Voilà mon supplice environ deux fois sur trois quand je rencontre une nouvelle personne. Je vous la refais en francais pour ceux qui en auraient besoin : Salut je m’appelle Morgane (là, tout est bien prononcé, le -a- est bien là, tout) – Comment ? Demain ? (eh oui, parce que la blague c’est que mon prénom est très proche du mot allemand pour demain, ahah qu’est-ce que c’est drôle hein ?) – Non, Morgaaaane (là, j’insiste bien, en ouvrant la bouche sur le -a-) – Ah ok, Mowgueune (prononcer Morgane avec l’accent anglais, chais pas trop comment ça s’écrit) – Non, mais ce n’est pas grave, je comprends (un peu blasée je suis, c’est pourquoi comme Maître Ioda je parle).
Et comme si ça ne suffisait pas de presque s’appeler demain, on m’a fait la blague du : Ah bah, t’appelleras tes enfants Heute (aujourd’hui) et Gestern (hier).

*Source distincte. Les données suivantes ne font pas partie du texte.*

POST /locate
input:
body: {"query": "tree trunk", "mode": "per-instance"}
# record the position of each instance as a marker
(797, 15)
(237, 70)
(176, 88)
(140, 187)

Mais oui… Et le must, qui m’a légèrement vexée sur le moment (surtout quand on voit la tronche de certains noms allemands), ce fut :
« Mais… c’est ton vrai nom ? » -si si- et
« C’est pas un nom français si ? ». Ben, si.

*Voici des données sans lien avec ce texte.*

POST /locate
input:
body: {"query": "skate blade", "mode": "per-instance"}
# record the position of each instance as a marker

Personnellement je connais plusieurs autres Morgane, et du coup, je leur explique que c’est un nom breton, d’origine celte, qui signifie « née de la mer » (voilà, comme ça, vous le saurez aussi). Non mais oh. Alors du coup, certains s’appliquent vraiment à essayer de le dire bien, donc ça c’est cool, et d’autres le disent à l’anglaise…
Vous comprendrez donc que lorsque je suis allée samedi à la soirée organisée par mon voisin Divyansh, les présentations ne furent pas toujours aisées… Mais j’y ai rencontré une Polonaise adorable, qui m’a tout de suite appréciée je crois (ou alors c’était la bière mais je ne crois pas) car après 2h, elle m’appelait sa Franzosin (Française, donc). J’y ai aussi fait la connaissance d’une Serbe, de plusieurs Indiens qui étudient des trucs d’ingénieurs avec Divyansh, et un Libanais, Fares. En fait, j’aime bien être étrangère ici, car du coup, ça aide vachement à engager la conversation. Et malgré le gros débat sur mon accent français, en allemand comme en anglais, dans l’ensemble, c’est plutôt jugé comme süß (mignon).
Ce week-end, à part faire la fête (ce qui en soi est déjà un programme non ?), j’ai testé un truc que-j-avais-jamais-fait-mais-qu-il-fallait-absolument-que-je-teste-un-jour-pour-faire-comme-dans-les-films-américains, j’ai nommé le cinéma OpenAir. En plus, là, c’était du décor Messieurs-Dames : dans la cour pavée du château de Charlottenburg, qui n’est pas très loin de ma résidence. Petite photo piquée sur Internet pour vous planter le décor (car mon appareil est toujours dans le coma) :
Donc je ne sais pas si vous voyez, mais c’était assez royal, c’est le cas de le dire. L’écran, immense, était situé à droite de la cour. Alors bon, coup, ce n’était pas un truc où tu regardes le film dans ta voiture, mais ça le valait, car quand tu arrives, on te distribue des chaises longues rayées bleu et blanc. Donc là, forcément, tu essaies d’avoir l’air plus intelligent que ton voisin en dépliant la chaise. En tout cas, pour moi, chaque été c’est la même chose : je redécouvre comment on ouvre une chaise longue (parce que c’est simple en fait, mais on peut y passer un peu de temps hein), je me promets de ne plus oublier… jusqu’à l’été suivant ! Donc une fois bien installés, j’ai vu mon premier film en allemand au cinéma (il y avait même les pubs rituelles au début, ils présentaient deux films qui sont je crois déjà sortis en salle depuis longtemps en France : Dragons, et The Ghost Writer – est-ce que la France a des sorties en salles plus tôt que l’Allemagne ?).
Le film s'appelait Ein Russicher Sommer (un été russe), et parlait de la fin de la vie de Tolstoï (sujet très culturel vous voyez) et c’était assez agréable de regarder ça, vautré dans une chaise longue, avec la lune dans le ciel derrière, un gros sweat-shirt et une couverture sur les genoux… Donc expérience à renouveler, j’ai adhéré !
Mais revoilà le début de la semaine, avec au programme la Stammtisch de mercredi prochain, à laquelle je veux emmener mon-copain-l’autre-stagiaire-français-de-Total, et Sandy, dont j’ai fait la connaissance à la plage il y a quelques semaines, et qui apprend le français.